La pubblicità dei jeans American Eagle con l'attrice Sidney Sweeney è uno schiaffo all'egualitarismo ideologico della cultura woke. E ha successo
Una bella ragazza, bionda, occhi azzurri, con un bel fisico, chiude il cofano di una Ford Mustang GT 350, si sistema i jeans, si mette alla guida ripartendo con una potente accelerata e la conseguente nuvola di fumo.
Se una campagna pubblicitaria ha come primo scopo far conoscere un brand, non c’è alcun dubbio che quella di American Eagle dal titolo “Sidney Sweeney has great jeans” sia una campagna riuscita. Tutti parlano di lei. I cartelloni pubblicitari, con Sydney Sweeney in pantaloni e giubbino di jeans, ma con un generoso décolleté, vengono postati e ripostati, sui social ma anche sulle principali testate giornalistiche americane e non solo.
Il titolo di American Eagle ha avuto un balzo in borsa di circa il 20% e le vendite di questo marchio tradizionale che ultimamente era un po’ fuori moda si stanno rialzando.
Tutto questo, in primis, grazie alle critiche: la pubblicità gioca infatti sulle parole “jeans” e “genes” (geni) che in inglese si pronunciano allo stesso modo. I detrattori hanno quindi subito accusato American Eagle di essere razzista, di promulgare modelli di bellezza non inclusivi e stereotipi di genere.
Qualche critico ha addirittura parlato di una campagna che promuove l’eugenetica, che esalta la bianchezza e che propaganda idee naziste. Attivisti e giornalisti hanno lanciato slogan sui social, proponendo, ad oggi senza grande successo, campagne di boicottaggio mentre i leader democratici hanno evitato di commentare.

A rispondere alle critiche ci ha pensato innanzitutto il presidente Donald Trump, che ha subito mostrato il suo apprezzamento per la campagna pubblicitaria e per Sydney Sweeney in particolare (l’attrice risulta fra le altre cose registrata come elettrice repubblicana in Florida, dove risiede) e che ha evidenziato come “il vento è seriamente girato: essere woke è da perdenti”.

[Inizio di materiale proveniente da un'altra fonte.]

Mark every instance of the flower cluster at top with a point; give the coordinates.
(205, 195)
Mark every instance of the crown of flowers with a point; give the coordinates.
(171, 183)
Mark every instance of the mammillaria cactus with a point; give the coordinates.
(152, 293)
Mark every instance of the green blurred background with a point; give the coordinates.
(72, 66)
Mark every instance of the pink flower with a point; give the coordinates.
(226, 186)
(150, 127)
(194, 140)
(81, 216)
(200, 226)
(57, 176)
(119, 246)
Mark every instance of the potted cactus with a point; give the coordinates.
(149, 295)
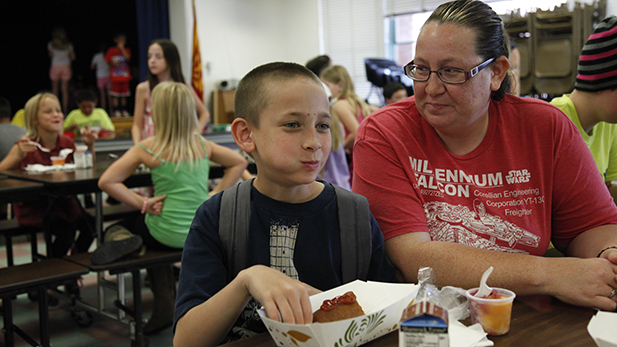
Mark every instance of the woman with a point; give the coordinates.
(163, 65)
(61, 52)
(464, 176)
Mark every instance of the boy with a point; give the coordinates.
(394, 92)
(295, 251)
(87, 114)
(118, 58)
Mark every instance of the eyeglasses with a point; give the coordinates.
(447, 74)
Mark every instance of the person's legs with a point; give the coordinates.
(163, 286)
(55, 84)
(65, 96)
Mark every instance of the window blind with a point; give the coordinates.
(353, 30)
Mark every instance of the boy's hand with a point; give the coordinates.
(284, 299)
(88, 136)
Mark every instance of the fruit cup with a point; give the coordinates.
(492, 312)
(56, 160)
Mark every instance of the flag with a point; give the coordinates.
(196, 77)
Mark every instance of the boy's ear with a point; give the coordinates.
(242, 132)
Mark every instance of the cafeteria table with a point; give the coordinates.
(537, 320)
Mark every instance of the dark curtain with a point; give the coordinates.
(152, 23)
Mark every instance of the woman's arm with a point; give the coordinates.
(348, 118)
(233, 162)
(138, 113)
(277, 292)
(204, 115)
(112, 180)
(583, 282)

Il presidente ha comparato la campagna di American Eagle con la disastrosa pubblicità della Jaguar uscita nel 2024, che ha cercato di ri-brandizzare lo storico marchio inglese in nome dell’inclusività, portando a pessimi risultati in termini di vendite. Il presidente ha poi citato il crollo di vendite della birra Budweiser, dopo una campagna pubblicitaria guidata da un’attrice transessuale e la conseguente fuga dei consumatori tradizionali.

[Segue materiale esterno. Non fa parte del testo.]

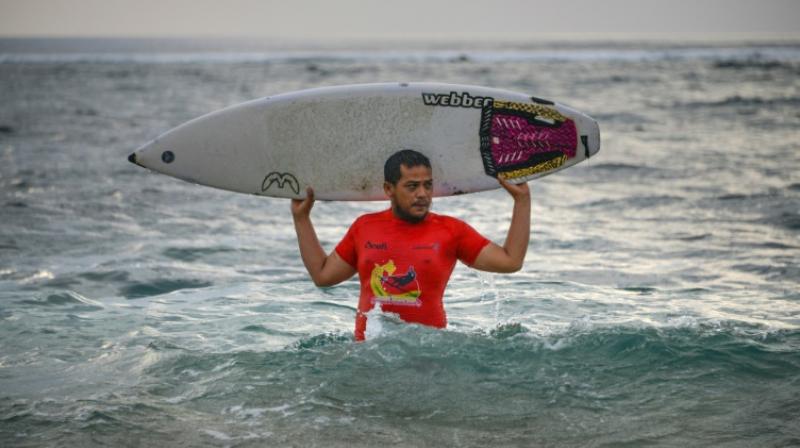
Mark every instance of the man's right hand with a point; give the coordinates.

Il vice presidente Vance, intervistato durante il podcast Ruthless, è intervenuto sul tema dicendo “Il mio consiglio politico ai democratici è di continuare a dire che chiunque pensi che Sydney Sweeney sia attraente è un nazista” dichiarando che era convinto che dopo la sconfitta alle elezioni di novembre i democratici avrebbero iniziato ad essere meno strambi: evidentemente si sbagliava.

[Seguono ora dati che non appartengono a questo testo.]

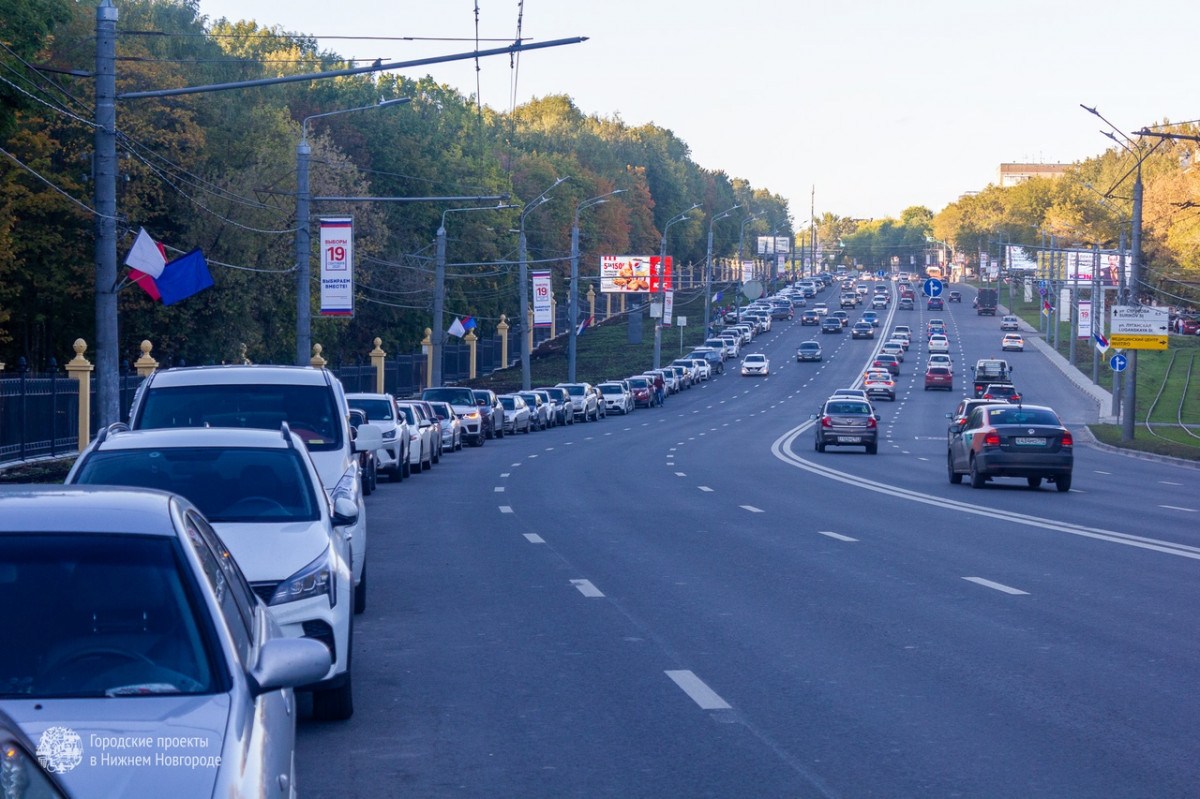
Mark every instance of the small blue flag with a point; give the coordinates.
(183, 277)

Icastica la conclusione del senatore repubblicano Ted Cruz: forse il problema è che la sinistra è semplicemente contro le belle donne.
In generale, si nota comunque un cambio di tendenza nelle campagne pubblicitarie di molti grandi marchi, che stanno abbandonando o riducendo i riferimenti espliciti alle tematiche dell’inclusione, al mondo arcobaleno o alla body positivity per condurre campagne più tradizionali, spesso a causa delle reazioni di parte del loro pubblico a certe esagerazioni. Altre aziende invece continuano nella strada intrapresa negli ultimi anni, cercando esplicitamente di smarcarsi da modelli culturali considerati conservatori.
“Go woke, go broke” è lo slogan coniato dalla destra americana per augurare il fallimento alle aziende che insistono nel portare avanti campagne pubblicitarie fortemente ideologizzate in salsa liberal. Sarà davvero così?